Quite a mouthful there in a single sentence!
John Whitling

Our problem at the moment is a general misconception, even among many of those who manage our economy, about the process of funding government spending. It is extremely difficult to step away from the rules that govern every other aspect of our financial lives and place them in a mental box where they don’t influence perception. However, that is what we must do, and then force our leadership to do, to understand the dynamics of macroeconomics with a sovereign currency underpinning our economy. This gets even more distorted when the prevailing economic theories taught were arrived at under conditions that changed completely overnight. There are still no textbooks that reflect this new reality, or more than a handful of professors mentioning it in econ courses.

There is also the added factor of politics to deal with when the two accepted philosophies of governance maintain their positions in power by representing disparate views of the system as it “was”. A prominent politician in Washington, when shown the proof of the new reality in the system, stated “I can’t say that”, meaning it is too much of a departure from what the voters believe to be true to ever see the light of day in a campaign. The one common truth of political campaigns is that if you are explaining something you’ve already lost in an environment that accepts nothing but validation of voters belief systems.
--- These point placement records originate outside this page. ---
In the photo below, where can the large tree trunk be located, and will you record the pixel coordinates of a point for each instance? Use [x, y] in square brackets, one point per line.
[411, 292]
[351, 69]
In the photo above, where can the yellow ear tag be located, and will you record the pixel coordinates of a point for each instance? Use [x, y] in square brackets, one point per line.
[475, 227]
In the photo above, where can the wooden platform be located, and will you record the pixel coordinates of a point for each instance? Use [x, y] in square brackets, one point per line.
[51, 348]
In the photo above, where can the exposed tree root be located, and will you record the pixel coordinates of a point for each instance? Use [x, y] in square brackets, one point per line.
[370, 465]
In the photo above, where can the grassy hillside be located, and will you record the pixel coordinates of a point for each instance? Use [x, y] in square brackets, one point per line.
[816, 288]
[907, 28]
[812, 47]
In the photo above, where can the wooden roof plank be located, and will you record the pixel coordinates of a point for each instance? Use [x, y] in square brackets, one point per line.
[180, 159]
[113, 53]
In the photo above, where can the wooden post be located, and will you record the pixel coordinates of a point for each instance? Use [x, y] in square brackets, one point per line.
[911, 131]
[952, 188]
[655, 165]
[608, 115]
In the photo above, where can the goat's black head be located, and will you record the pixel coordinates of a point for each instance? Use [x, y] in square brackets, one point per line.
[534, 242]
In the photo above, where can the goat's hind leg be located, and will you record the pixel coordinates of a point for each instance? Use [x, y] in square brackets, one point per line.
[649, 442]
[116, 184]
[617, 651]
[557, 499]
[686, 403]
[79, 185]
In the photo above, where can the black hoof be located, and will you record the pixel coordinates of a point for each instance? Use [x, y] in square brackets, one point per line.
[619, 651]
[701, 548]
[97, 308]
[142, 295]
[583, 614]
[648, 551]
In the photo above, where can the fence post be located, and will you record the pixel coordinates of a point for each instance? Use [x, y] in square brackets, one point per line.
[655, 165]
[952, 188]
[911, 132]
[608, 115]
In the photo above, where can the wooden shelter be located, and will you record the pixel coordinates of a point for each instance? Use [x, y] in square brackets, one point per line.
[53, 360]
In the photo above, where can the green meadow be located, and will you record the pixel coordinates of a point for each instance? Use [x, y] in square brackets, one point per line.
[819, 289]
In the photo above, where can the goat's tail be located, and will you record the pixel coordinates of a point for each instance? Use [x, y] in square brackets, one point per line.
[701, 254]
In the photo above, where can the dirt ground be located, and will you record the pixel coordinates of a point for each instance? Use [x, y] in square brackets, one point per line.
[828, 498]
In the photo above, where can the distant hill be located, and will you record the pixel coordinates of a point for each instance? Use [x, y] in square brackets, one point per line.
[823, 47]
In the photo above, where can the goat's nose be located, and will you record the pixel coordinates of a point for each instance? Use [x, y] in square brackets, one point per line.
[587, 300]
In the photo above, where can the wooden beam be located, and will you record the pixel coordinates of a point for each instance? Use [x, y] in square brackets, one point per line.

Credit for that probably is owed to the invisible transition made from the old to new in our financial system exactly for the purpose of avoiding political upheaval, right down to the wording used to describe functions and categories no longer fitting their original intent.

The important thing to understanding modern monetary theory is keeping a mental picture of a spreadsheet of the entire “economic system” in mind so that numbers from the public (government) side must also find their way to an opposing value on the private (economy) side, which is what we really want to influence. In that context “deficits” become income that remain in the economy after other currency is “canceled” by taxation and ends its effective life-cycle. “Debt” then becomes an accumulation of deficits, or savings/wealth in the private sector, represented by Treasury instruments that were purchased with existing currency and only denominated in dollars. This purchase of debt obligations has the same net effect as taxation on the currency supply in the economy except it offers an interest component used to give a rate floor to investors and set bond prices. It is accounted for in a naming system adopted from the accounting practices of the gold standard which fails to accurately describe how the currency moves across the divide between public and private, and therein lies the source of confusion.